Coffee Health
Archived Posts from this Category
Archived Posts from this Category
Posted by TheShot on 02 Feb 2008 | Filed under: Coffee Health, Consumer Trends
We should all feel thankful that, once in a rare while, the confusing morass of pop medical journalism is broken by the occasional intelligent voice of informed reason. Last month, the media had a feeding frenzy over a lone medical study linking caffeine to increased risk of miscarriage: Pregnancy Problems Tied to Caffeine. Today’s New York Times published a doctor’s rebuttal to this study, admonishing the media for their unbridled circulation of unmerited medical scares: Coffee and Pregnancy - New York Times.

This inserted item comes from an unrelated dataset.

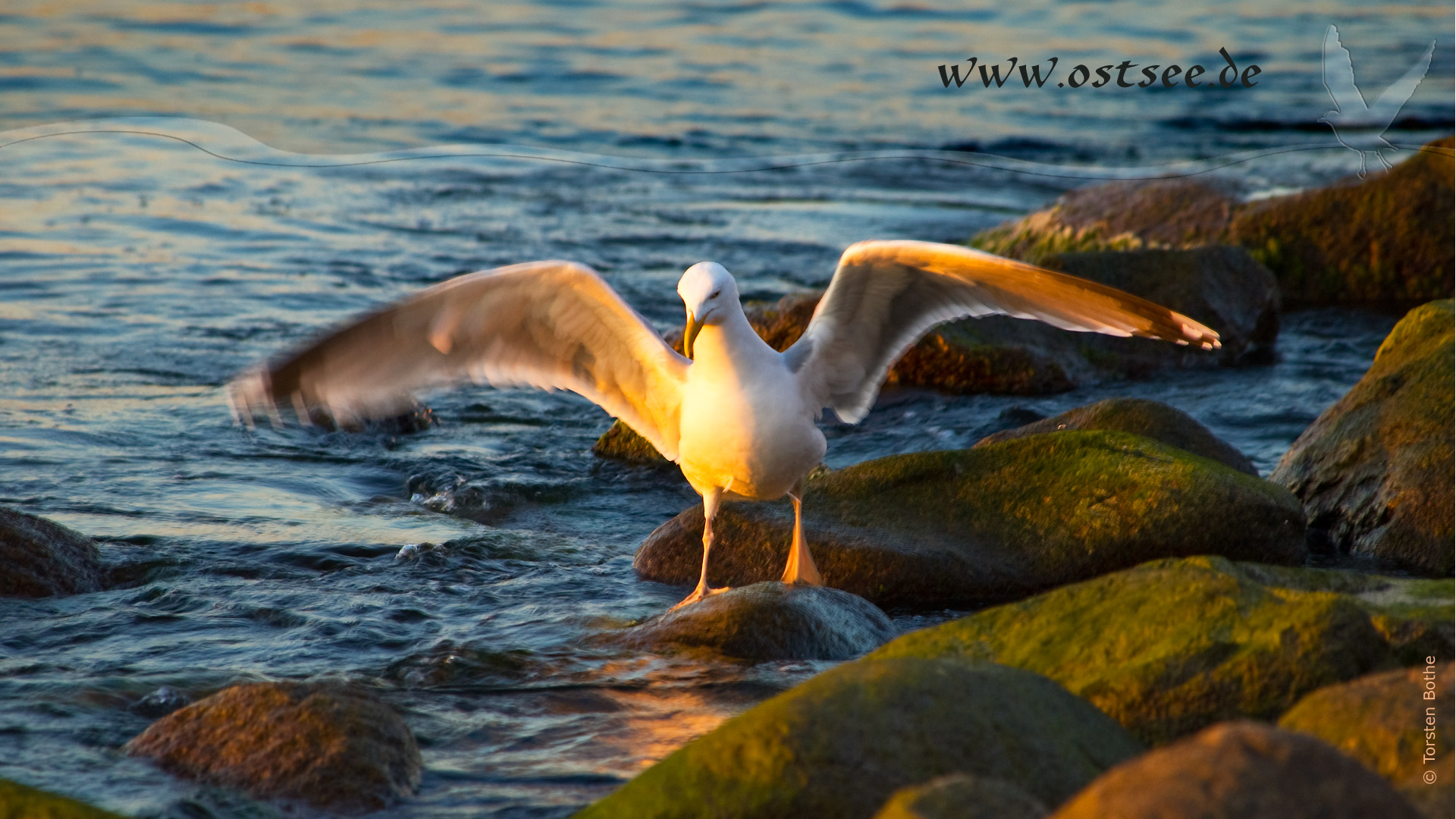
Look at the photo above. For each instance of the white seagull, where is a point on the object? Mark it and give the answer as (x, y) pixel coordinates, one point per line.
(736, 414)
(1351, 114)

The inexcusable state of medical journalism is a long, old rant of ours: rooted in the media’s egregious lack of knowledge or understanding of the scientific method, statistical analysis, and comprehension of the holistic health implications for any one-off, myopic study. Without any real capacity for this, the media simply spits out whatever medical research comes at them. An unquestioning public then treats this flawed information as gospel. The bloggers spread it. The general public responds with exaggerated binging or purging alterations to their diets. And then we complain that we don’t know what to trust when the next reported study comes along.
Peter Klatsky wrote the New York Times:
As practicing obstetricians, we are concerned about the extensive reporting of a small study that linked caffeine with miscarriages (“Pregnancy Problems Tied to Caffeine,” news article, Jan. 21).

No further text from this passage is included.